Özer, “163 kişinin ölümünden sorumlu cani ‘samimi beyan’a göre serbest bırakılıyor. Büyük ihtimalle bu kişi yurt dışına kaçtı. Biz kırmızı bülten talebinde bulunduk ama mahkeme tarafından talebimiz reddedildi. Biz hakkımızı, adaletimizi arıyoruz. Sayın Cumhurbaşkanımızdan talebim bu olayların bir daha bu şekilde yaşanmaması adına denetleme noktasında titiz davranılmasını istiyorum. Ben iki yıldır konteynerde kalıyorum. Konteyner kentte yazın sıcağını, kışın soğuğunu çekiyorum. Konteynerlerde kalan yaşlı ve engelli insanlar var. Bu insanların hiç bekletilmeden evlerinin teslim edilmesini istiyorum. Nasıl devletimiz Metina’da, Gara’da, Zap’ta teröristleri bulup getirebiliyorsa bu Şükrü İşitmen’in de nerede olduğu biliniyordur, getirilmesini istiyoruz. Avukatları, bu adamın suçsuz olduğunu savunuyor. Gelsin Türk adaletine teslim olsun, kendisini savunsun. Neden kaçıyor? Bunca insanı öldüren bir insan neden kaçar” diye sordu.

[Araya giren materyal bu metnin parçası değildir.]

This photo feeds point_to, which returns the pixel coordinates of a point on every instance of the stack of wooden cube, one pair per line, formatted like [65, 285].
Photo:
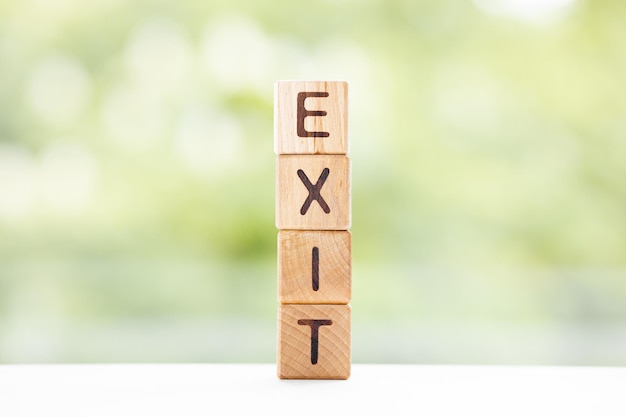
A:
[313, 215]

Müşteki avukatı Muhammed Cihan Güvenç de depremden sonra açılan davalarda yargılamanın uzadığına ve insanların beklentilerini karşılamadığına dikkati çekerek, şöyle konuştu:
“Eğer yargılamalara ‘olası kast’ üzerinden gidilirse cezalarda kısmen de olsa bir caydırıcılık olacağı kanısındayım. Depremden sonra yapılan inşaatlarda bu caydırıcılık dikkate alınırsa bundan sonraki depremlerde daha az can ve mal kaybıyla karşılaşma olasılığı doğacaktır. Yukarı Şehir Kooperatif Evleri’nde müteahhidin asli kusurlu olduğu gelen bilirkişi raporlarında anlaşılıyor. Sanık Şükrü İşitmen 1 yıl tutuklulukta bulunduktan sonra serbest bırakıldı, akabinde tutuklamaya yönelik karar çıktı ve yurt dışına kaçtığına dair durum söz konusu. Bunun içinde mahkemeden kırmızı bültenle yakalama kararı talep ettik fakat olumsuz yanıt aldık. Ümit ediyorum yakalanır.” (ANKA)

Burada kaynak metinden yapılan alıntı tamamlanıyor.